The food delivery app on Friday announced the acquisition of Blinkit for Rs 4,447 crores ($568.16 million) in stock in order to take hold of the competitive quick delivery market. The deal comes after it bought a more than 9 per cent stake in SoftBank Group-backed Blinkit for nearly Rs 518 crore in August, with a promise to invest as much as USD 400 million in the Indian quick-commerce market over the next two years.
The shares of the company fell nearly 14 per cent ever since the announcement was made, leading to a loss of almost 76.78 billion Rupees in market capitalization. They are also down nearly 48 per cent since going public last July. According to a Morgan Stanely client note, the total outstanding shares of the company will decrease by about 7.25 per cent after Zomato will issue its new shares to Blinkit.
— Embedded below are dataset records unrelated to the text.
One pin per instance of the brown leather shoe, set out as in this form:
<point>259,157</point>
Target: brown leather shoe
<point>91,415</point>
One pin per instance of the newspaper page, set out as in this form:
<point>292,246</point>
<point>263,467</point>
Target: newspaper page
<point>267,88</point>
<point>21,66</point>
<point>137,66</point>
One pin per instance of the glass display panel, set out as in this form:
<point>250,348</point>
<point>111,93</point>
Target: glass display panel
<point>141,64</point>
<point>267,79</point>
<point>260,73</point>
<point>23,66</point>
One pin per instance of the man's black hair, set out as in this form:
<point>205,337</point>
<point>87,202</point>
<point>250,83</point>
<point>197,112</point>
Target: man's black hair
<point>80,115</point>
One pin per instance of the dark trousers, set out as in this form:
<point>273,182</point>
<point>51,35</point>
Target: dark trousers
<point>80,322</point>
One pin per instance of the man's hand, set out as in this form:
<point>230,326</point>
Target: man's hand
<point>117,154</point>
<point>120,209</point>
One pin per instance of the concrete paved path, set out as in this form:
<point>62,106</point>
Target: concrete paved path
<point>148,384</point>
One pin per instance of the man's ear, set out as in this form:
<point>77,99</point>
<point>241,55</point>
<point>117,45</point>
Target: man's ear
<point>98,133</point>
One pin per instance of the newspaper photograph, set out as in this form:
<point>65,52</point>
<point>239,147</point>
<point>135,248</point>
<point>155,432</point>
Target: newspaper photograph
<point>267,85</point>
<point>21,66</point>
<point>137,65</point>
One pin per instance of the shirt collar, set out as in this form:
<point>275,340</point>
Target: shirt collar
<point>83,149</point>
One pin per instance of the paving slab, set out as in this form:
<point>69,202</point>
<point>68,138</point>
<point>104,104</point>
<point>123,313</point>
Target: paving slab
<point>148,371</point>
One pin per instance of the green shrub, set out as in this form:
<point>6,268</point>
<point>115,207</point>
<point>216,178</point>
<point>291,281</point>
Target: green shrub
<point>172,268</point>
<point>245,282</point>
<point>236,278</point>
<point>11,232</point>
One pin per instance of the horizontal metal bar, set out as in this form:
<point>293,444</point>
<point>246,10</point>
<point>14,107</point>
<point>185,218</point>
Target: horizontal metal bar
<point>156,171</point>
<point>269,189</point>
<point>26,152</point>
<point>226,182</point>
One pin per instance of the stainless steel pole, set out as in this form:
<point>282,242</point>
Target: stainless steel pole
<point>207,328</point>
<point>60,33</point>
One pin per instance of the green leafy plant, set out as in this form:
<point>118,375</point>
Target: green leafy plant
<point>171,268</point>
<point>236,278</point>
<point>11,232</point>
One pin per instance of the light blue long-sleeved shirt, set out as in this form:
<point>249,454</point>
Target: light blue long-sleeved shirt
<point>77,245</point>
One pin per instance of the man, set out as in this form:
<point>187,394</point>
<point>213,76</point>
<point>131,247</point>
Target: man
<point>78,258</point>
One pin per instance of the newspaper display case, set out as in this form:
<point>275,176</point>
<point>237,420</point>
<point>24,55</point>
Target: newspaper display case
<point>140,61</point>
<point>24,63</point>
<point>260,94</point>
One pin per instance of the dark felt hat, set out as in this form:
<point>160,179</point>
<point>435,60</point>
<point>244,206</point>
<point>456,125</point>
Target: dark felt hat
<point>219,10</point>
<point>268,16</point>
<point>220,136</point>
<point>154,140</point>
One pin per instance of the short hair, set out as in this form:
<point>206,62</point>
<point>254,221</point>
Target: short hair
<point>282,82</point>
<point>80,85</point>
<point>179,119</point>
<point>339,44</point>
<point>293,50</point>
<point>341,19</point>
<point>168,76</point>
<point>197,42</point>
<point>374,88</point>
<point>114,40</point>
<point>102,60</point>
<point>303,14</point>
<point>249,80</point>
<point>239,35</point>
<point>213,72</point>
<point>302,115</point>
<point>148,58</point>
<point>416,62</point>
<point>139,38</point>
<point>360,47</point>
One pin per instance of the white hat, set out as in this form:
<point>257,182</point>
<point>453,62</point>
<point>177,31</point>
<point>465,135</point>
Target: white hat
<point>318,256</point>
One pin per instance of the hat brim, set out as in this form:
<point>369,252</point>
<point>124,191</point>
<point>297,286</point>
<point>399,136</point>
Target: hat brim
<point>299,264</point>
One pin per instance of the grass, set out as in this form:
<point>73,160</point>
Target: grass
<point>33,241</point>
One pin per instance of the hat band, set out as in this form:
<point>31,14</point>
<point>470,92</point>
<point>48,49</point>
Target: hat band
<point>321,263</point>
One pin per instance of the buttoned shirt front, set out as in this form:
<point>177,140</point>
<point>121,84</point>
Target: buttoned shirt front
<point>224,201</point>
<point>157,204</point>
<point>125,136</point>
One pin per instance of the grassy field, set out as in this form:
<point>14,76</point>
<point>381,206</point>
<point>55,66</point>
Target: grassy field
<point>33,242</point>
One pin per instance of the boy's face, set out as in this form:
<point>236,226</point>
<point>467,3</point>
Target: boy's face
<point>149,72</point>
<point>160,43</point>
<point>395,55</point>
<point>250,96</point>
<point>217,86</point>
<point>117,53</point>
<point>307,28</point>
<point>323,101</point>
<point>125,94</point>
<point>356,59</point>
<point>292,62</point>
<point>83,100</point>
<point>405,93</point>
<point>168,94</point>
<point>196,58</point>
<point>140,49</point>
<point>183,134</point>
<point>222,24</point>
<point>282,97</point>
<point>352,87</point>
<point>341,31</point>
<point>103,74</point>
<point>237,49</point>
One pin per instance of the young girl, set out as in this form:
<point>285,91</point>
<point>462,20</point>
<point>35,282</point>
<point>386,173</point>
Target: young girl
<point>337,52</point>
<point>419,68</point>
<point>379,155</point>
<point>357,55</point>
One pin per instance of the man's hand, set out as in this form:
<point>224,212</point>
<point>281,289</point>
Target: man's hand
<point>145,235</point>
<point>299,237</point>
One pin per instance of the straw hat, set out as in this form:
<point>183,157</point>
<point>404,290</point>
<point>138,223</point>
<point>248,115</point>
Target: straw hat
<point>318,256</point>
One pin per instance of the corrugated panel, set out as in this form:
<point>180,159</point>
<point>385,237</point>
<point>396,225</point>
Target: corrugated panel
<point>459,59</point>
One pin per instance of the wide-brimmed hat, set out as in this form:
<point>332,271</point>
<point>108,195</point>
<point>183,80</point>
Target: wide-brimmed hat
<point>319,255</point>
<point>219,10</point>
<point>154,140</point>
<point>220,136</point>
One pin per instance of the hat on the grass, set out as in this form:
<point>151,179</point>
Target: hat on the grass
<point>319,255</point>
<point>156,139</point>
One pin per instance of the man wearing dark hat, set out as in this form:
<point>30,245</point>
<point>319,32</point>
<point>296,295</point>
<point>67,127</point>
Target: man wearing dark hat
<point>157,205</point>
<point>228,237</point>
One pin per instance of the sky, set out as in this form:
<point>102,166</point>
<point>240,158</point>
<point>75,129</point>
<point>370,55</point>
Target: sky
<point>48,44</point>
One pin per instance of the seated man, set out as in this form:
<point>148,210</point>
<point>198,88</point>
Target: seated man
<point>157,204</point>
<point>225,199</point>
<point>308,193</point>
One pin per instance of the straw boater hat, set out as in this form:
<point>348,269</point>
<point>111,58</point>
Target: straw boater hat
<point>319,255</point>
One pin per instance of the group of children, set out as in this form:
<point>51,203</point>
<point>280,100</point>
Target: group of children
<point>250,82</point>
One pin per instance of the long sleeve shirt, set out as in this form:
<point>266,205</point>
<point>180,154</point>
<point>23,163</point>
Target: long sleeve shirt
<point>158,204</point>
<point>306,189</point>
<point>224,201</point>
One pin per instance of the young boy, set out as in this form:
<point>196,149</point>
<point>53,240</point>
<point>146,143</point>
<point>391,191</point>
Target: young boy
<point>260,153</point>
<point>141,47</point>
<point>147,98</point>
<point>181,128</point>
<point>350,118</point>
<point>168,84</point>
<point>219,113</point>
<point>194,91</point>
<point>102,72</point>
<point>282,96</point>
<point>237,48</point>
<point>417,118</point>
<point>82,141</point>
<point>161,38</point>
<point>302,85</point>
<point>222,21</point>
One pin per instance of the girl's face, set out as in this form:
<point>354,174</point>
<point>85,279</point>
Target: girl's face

The e-commerce sector is growing with rapid speed with rivals Swiggy, Reliance Industries-backed Dunzo, Tata-backed BigBasket, and Zepto making big investments. The industry was worth USD 300 million last year and is expected to see a growth of 10-15 times to USD 5 billion by 2025, according to research firm RedSeer.
"E-grocery economics have been tough to crack given price competition, relatively lower-margin nature of the category, high number of products per order which need efficient fulfillment, and very high competition," Kotak analysts said, as quoted by Reuters.
A report by ANI also suggests that the shares of Zomato have seen a fall of 53 per cent in 2022, on a cumulative basis. Punit Patni, Equity Research Analyst of Swastika Investment on the decline of Zomato shares, said that the recent acquisition by Zomato will add to the company's operating losses.
"Blinkit is synergistic to Zomato's food delivery business and the management expects the business to grow significantly in the future. The quick commerce market, however, has become incredibly competitive, and it will take a very long time to figure out the unit economics and turn profitable", he said as quoted by ANI.